Riding the Short Bus
By AmandaTurner, Sunday, August 21, 2011
I’m seven years old. I’m diminished, delayed, and detracting from the rest of the group. Someone mentions “Special Schools.” There’s no joy in being seven and labeled remedial. Slow, worthy even of the r-word? (Retarded).
I’m eight years old. I’m looking up at the ophthalmologist and I can tell he’s waiting for joy. He thinks a big smile and thanks for the enlightenment are heading his way. But I’m eight years old and experiencing fury for the first time. You mean everyone else sees like this?
So, glasses and straight-A’s and tee-hee-hee at the PTA. I can’t believe we didn’t know.
I’m nine years old and Cory’s still on the short bus. We continue consorting and I tell him he’s not remedial, retarded, rendered unworthy. But we both know there’s something wrong. Cory is off. Cory is beyond-glasses-fixable. We grow, we lose touch, what’s a nine year-old to do?
I’m thirty-four years old: I’ve gone through glasses, bifocals, contacts, laser surgery, and back to glasses. I prosper. I am pure selfish energy. I’m humping the leg of the future with a lust born of ego. Word of Cory finds me. He’s stabbed himself to death, finally giving in to voices long loud. If you hear the words, “Do it, put that knife in your abdomen” thirty million times, eventually you’ll do it. That’s what was so off, slurs the aging PTA on their afternoon OxyContin. Schizophrenia!
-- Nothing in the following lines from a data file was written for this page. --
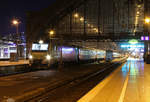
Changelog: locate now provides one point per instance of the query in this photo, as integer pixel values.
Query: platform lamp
(147, 21)
(16, 23)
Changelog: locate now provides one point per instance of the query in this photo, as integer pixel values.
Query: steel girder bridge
(87, 20)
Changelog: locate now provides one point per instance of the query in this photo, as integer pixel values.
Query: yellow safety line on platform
(91, 94)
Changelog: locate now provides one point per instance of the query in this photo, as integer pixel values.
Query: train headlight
(48, 57)
(30, 57)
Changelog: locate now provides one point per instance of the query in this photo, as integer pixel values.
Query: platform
(129, 83)
(9, 63)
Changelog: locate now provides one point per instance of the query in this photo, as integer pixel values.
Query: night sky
(10, 9)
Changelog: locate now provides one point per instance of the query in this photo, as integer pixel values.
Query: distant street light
(147, 20)
(76, 15)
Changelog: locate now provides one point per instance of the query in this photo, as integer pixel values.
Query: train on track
(41, 54)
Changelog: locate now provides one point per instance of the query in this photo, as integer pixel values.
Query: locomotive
(42, 55)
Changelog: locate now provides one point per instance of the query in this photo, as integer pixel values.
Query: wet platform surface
(129, 83)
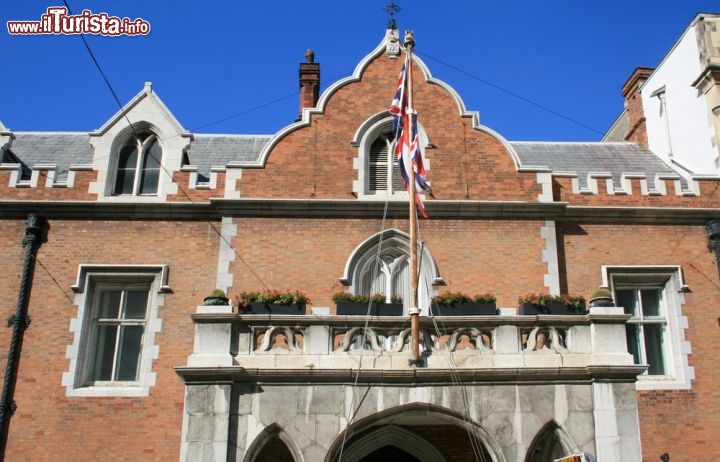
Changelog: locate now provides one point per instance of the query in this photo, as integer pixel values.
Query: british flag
(405, 134)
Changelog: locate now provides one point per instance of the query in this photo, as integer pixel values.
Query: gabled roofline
(146, 92)
(355, 77)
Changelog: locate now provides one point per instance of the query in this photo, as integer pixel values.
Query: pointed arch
(551, 442)
(376, 129)
(380, 265)
(379, 426)
(392, 435)
(273, 434)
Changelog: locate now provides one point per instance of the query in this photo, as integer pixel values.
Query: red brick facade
(472, 172)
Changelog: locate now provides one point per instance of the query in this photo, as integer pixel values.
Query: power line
(511, 93)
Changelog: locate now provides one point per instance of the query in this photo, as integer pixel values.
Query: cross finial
(392, 8)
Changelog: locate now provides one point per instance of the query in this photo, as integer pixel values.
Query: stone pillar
(212, 340)
(206, 423)
(617, 426)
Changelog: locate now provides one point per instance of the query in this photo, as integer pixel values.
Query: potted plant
(271, 301)
(216, 298)
(459, 304)
(361, 305)
(544, 303)
(601, 297)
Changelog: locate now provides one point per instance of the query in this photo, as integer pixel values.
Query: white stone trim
(156, 275)
(145, 112)
(681, 375)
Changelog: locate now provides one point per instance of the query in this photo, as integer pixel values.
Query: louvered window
(382, 167)
(138, 170)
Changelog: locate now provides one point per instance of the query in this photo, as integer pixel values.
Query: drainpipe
(35, 233)
(713, 231)
(660, 93)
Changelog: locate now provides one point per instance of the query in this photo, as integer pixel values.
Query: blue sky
(232, 67)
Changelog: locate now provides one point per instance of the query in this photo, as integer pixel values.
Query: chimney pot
(309, 81)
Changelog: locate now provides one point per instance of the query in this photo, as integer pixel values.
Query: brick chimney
(637, 131)
(309, 81)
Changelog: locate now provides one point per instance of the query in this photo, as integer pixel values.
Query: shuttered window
(382, 167)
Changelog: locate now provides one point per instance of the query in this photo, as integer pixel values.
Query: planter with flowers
(544, 303)
(216, 298)
(458, 304)
(361, 305)
(271, 301)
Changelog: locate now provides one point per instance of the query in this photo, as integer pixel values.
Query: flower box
(376, 309)
(274, 308)
(552, 308)
(463, 309)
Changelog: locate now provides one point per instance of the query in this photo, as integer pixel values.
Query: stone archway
(273, 444)
(420, 432)
(391, 436)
Back at age eight, I see one conversation with Cory in perfect clarity. I’d learned of the terms boyfriend and girlfriend, understanding that there was more to it than friendship, but an acknowledgement of something tingly.
“Do you have a girlfriend?” I asked Cory.
“You’re my girlfriend,” he said.
“No, I’m not!” I informed him, indignant. “I’m not your girlfriend. I’m your friend.”
“Oh,” Cory looked abashed, though I wouldn’t have known the word for it at the time.
He turned away then, withdrew as we all did when uncomfortable. He had voices like little friends to make it all better, or worse. When glasses wouldn’t help and adolescent girlfriends denied your connection, when fat kids whose mothers called them husky dumped your pudding on your head, again, you always had your voices. My adolescence led me to see, to gain a crystal vision of the world. Cory’s primary sense was to hear the voices that stayed true to him from youth, through puberty and into adulthood. It’s only right that eventually, he should hear what they have to say.